Nepal has faced problems from its southern neighbor, India, which has cooperated with the CIA on the Tibet question. For instance, the two jointly launched the 1979 Khampa rebellion in Nepal’s Mustang region, putting Nepal’s sovereignty at risk.
This incident changed the Nepali government’s policies toward Tibetans. It began perceiving them through the security threat lens.
At present, Nepal monitors Tibetan refugees living in Nepal and lists them as potential targets for surveillance and espionage.
This is because some of their activities – their involvement in the Khampa rebellion, for instance – are problematic for Nepal. The large funding they receive from the U.S., India, and other countries to pursue such activities is a matter of concern for Nepal.
There is pressure on Nepal, especially from Western liberal democracies and global bodies, to grant legal status and fundamental rights to the Tibetan exiles. Nepal has failed to register and verify Tibetan refugees, leaving them undocumented and vulnerable to violation of rights. But Nepal is not a signatory to the 1951 Refugee Convention or the 1967 Protocol, which is one of the reasons why the Himalayan country doesn’t feel obligated to heed Western demands.

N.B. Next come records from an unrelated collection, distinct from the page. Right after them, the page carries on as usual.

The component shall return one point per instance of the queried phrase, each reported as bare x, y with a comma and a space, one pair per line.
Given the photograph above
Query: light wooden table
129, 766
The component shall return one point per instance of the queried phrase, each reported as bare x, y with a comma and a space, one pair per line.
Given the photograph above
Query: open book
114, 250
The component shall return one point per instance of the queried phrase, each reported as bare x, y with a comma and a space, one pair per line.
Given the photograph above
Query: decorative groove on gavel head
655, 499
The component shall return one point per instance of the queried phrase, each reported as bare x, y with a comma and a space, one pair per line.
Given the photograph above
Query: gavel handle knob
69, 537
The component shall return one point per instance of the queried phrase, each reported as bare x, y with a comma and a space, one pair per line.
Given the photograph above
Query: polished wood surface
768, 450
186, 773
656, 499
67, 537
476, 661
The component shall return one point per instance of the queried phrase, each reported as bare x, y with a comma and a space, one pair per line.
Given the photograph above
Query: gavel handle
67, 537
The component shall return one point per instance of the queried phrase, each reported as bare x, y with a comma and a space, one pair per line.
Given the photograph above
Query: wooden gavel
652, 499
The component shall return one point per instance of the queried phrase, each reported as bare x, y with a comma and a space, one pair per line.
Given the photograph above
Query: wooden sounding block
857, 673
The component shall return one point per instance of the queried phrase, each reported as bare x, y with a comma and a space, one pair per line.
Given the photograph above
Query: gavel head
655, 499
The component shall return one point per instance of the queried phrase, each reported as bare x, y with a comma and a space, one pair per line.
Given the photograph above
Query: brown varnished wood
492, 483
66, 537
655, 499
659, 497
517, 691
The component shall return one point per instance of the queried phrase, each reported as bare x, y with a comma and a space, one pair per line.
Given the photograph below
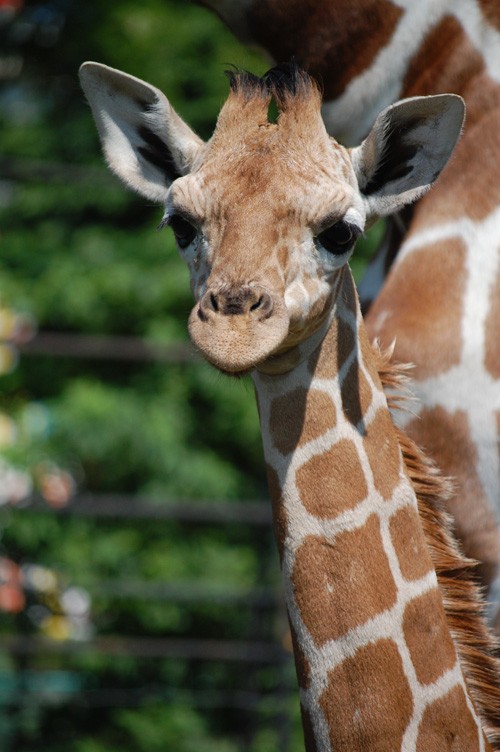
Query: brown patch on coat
332, 482
300, 416
492, 332
427, 637
280, 517
343, 583
368, 702
447, 725
409, 544
476, 648
445, 61
491, 11
446, 437
421, 307
335, 41
383, 452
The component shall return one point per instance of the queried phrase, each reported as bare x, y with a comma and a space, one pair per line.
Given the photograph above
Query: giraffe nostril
263, 306
257, 304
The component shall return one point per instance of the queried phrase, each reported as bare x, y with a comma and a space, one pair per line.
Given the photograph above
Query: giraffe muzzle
237, 327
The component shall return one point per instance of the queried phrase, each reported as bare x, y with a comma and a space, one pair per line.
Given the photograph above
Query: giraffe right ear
144, 140
407, 148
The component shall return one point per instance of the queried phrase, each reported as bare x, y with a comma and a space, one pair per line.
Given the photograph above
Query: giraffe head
266, 213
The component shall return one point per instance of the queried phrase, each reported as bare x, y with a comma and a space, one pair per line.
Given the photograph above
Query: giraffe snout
238, 326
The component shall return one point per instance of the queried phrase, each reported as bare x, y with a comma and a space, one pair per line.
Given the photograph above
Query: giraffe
436, 277
266, 214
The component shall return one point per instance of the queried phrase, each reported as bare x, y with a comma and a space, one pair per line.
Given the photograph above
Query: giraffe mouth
237, 342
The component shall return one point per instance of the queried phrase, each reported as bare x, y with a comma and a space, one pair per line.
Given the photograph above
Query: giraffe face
264, 225
266, 213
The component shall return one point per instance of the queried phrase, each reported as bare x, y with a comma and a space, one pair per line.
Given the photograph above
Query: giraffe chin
236, 344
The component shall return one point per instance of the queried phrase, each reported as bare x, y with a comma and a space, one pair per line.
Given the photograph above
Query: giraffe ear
404, 153
144, 140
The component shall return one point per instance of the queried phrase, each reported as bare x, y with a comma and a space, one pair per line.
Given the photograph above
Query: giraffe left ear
408, 146
145, 141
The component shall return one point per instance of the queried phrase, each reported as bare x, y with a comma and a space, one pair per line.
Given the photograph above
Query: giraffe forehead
284, 189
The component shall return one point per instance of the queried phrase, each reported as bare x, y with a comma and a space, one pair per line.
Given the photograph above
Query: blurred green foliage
81, 254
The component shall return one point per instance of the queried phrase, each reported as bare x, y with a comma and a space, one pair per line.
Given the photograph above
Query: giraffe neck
374, 657
369, 53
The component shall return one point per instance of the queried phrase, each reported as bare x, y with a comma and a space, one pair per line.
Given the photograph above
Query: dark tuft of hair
289, 80
246, 84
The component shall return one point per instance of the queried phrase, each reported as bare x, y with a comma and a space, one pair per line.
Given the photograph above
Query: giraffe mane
478, 650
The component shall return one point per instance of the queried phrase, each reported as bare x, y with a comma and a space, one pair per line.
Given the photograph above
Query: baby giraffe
390, 648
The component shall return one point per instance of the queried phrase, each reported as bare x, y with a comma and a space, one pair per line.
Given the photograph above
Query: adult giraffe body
382, 665
441, 300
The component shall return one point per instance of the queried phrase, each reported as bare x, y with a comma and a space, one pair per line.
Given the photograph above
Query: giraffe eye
183, 230
339, 238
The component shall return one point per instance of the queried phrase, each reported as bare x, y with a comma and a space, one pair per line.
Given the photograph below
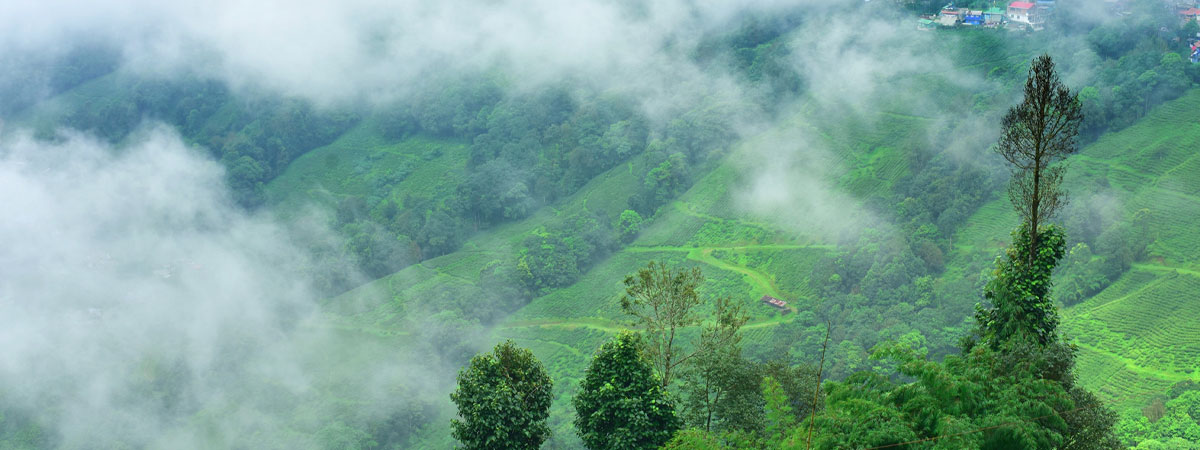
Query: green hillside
1143, 334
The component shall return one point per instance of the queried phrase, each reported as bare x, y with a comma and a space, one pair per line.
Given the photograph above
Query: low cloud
133, 295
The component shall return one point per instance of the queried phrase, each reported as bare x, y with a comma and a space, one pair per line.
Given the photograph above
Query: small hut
780, 305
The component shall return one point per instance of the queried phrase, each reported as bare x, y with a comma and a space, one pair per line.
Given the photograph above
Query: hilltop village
1031, 16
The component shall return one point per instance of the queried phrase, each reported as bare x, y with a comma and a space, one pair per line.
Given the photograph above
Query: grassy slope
1135, 337
1143, 333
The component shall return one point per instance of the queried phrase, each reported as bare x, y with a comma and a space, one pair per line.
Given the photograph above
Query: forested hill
847, 174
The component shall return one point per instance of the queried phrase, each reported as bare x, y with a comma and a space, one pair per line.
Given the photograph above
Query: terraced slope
1143, 333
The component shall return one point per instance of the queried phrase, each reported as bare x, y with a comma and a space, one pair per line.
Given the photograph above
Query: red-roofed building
777, 304
1021, 11
1189, 13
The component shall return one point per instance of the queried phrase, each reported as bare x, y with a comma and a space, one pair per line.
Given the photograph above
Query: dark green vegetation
622, 403
503, 399
483, 214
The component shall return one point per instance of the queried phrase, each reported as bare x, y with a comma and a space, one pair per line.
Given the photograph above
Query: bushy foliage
1021, 307
621, 403
503, 400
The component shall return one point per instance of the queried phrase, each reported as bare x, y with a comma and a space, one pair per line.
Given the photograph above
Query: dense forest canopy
291, 226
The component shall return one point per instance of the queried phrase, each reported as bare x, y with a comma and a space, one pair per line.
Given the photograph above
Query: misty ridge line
133, 262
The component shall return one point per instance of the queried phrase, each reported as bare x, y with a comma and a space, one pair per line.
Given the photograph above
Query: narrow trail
1165, 268
703, 255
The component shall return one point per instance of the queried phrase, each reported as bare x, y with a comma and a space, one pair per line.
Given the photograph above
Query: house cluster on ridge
1018, 16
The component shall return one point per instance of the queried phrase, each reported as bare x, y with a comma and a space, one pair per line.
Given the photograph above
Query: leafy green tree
779, 418
1020, 293
1036, 135
621, 403
503, 400
721, 388
663, 303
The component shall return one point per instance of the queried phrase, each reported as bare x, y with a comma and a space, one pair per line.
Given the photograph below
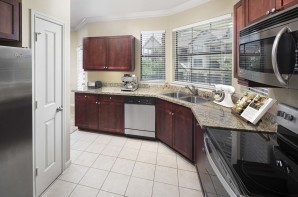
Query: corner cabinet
9, 20
174, 127
99, 112
111, 53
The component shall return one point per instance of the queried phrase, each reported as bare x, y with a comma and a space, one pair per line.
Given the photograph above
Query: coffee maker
130, 82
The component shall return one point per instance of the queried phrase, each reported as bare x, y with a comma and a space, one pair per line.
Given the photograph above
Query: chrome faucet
193, 89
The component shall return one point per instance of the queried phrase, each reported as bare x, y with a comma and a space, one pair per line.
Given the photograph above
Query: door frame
34, 15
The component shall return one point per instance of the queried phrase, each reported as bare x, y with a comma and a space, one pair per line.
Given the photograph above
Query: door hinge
35, 35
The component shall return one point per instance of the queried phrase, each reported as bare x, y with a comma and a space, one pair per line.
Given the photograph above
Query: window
153, 56
203, 52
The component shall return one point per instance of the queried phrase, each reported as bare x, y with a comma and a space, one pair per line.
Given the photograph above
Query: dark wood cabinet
174, 127
239, 23
182, 131
288, 3
258, 9
95, 53
99, 112
9, 20
111, 113
164, 122
86, 113
200, 154
247, 12
112, 53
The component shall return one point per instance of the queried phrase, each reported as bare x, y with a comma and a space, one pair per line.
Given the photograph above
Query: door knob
59, 109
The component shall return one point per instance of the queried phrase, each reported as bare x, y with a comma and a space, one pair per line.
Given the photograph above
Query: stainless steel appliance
268, 50
139, 116
94, 84
130, 82
16, 161
256, 164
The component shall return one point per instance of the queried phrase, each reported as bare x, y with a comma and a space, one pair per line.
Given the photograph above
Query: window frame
175, 55
163, 33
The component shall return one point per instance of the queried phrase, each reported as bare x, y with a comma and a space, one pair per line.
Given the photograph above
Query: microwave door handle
279, 77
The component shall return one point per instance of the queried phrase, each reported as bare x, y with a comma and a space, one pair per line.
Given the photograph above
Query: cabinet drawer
113, 98
164, 104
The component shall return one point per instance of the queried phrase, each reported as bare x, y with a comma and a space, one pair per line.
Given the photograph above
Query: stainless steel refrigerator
16, 164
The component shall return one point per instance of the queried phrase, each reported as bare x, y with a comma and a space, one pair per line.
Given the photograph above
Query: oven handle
215, 169
279, 77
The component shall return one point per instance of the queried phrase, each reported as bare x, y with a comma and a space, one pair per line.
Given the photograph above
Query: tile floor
113, 166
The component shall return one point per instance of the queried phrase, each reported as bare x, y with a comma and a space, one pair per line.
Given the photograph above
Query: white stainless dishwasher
140, 116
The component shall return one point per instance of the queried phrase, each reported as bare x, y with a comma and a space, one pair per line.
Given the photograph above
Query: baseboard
67, 164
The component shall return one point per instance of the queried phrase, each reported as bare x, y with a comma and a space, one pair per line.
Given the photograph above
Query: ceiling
84, 11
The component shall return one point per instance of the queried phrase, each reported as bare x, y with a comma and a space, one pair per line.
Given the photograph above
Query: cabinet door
200, 156
257, 9
164, 122
239, 23
92, 112
9, 20
111, 114
95, 53
183, 131
80, 108
121, 53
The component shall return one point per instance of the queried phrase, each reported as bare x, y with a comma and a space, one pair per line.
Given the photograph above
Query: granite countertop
208, 114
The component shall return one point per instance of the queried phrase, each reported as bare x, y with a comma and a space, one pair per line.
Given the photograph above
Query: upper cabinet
258, 9
113, 53
9, 20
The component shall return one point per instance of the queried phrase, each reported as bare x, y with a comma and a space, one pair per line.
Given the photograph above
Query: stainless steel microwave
268, 50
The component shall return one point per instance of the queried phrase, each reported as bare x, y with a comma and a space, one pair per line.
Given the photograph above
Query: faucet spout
192, 89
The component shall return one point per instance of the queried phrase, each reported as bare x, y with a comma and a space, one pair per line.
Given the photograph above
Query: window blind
203, 52
153, 56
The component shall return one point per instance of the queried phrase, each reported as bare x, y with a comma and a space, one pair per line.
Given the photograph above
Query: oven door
218, 173
270, 57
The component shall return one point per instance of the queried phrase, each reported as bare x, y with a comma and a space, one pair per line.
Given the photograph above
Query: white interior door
48, 96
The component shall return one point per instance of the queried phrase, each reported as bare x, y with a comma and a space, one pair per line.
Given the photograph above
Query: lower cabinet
99, 112
174, 127
200, 155
111, 113
86, 113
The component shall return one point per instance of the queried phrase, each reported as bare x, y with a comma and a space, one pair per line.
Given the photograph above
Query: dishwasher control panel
139, 100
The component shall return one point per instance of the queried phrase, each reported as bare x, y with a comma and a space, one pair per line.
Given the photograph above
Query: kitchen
95, 27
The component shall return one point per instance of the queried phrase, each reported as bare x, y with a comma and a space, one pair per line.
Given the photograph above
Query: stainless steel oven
268, 50
256, 164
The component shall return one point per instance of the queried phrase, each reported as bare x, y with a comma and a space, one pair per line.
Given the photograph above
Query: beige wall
59, 10
212, 9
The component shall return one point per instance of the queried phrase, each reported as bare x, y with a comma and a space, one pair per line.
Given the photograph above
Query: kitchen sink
176, 95
193, 99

In the last two decades, Nepal’s laws have been updated to reflect various security agreements, including the Mutual Legal Assistance Treaty and the Mutual Legal Assistance Act-2014, done with China. Under these agreements and the recent border management system, Tibetans crossing the China-Nepal border and entering Nepal illegally are not allowed entry and must be returned to Tibet without being provided refuge in Nepal.
The importance of the Tibetan refugee issues in Sino-Nepali relations was underscored during Xi’s visit to Nepal in October 2019. The Chinese side was pressuring Nepal at that time to sign an extradition treaty so that “trouble-making” Tibetan refugees would be deported to China to face prosecution there. It was learned later that Nepal did not fulfill the Chinese demand due to the pressure from Western powers. That angered Xi, who according to China’s state broadcaster reportedly told Oli in a meeting that those who tried to split China would face “crushed bodies and shattered bones.”
The Consolidation Appropriations Act passed by the U.S. Congress in December 2020 has allocated funds for the welfare of Tibetan refugees residing in Nepal and other countries. This and other U.S. laws on Tibet indicate Washington’s reinvigorated interest in the region, provoking China’s strong reactions.
Nepal has genuine fears that it is becoming a playground of geopolitical competition not only between India and China but also between the two superpowers, the U.S. and China, over the the issue of Tibet.
China views the Dalai Lama as a potential separatist leader who could weaken its grip over Tibet. It has claimed the sole right to control the process of selection of the next Dalai Lama, and analysts say it is already putting pressure on neighbors like Nepal and Mongolia to not recognize any successor who is not endorsed by Beijing.
To enhance its leverage over Nepal, China is investing in Nepal’s hydropower projects, airports, highways, and telecommunication projects.
The United States and India support the Tibetan cause openly, while China cautions Nepal at every meeting of top officials. This has put Nepal in a difficult spot. Assuming the geopolitical competition doesn’t subside, Nepal cannot change its policies on Tibetan refugees living in Nepal.
Nepal’s new prime minister, Sher Bahadur Deuba, faces complex geopolitical challenges as rivalries between regional and global powers plays out on Nepali soil. He will need to tread cautiously, especially on issues that are of core importance to these countries.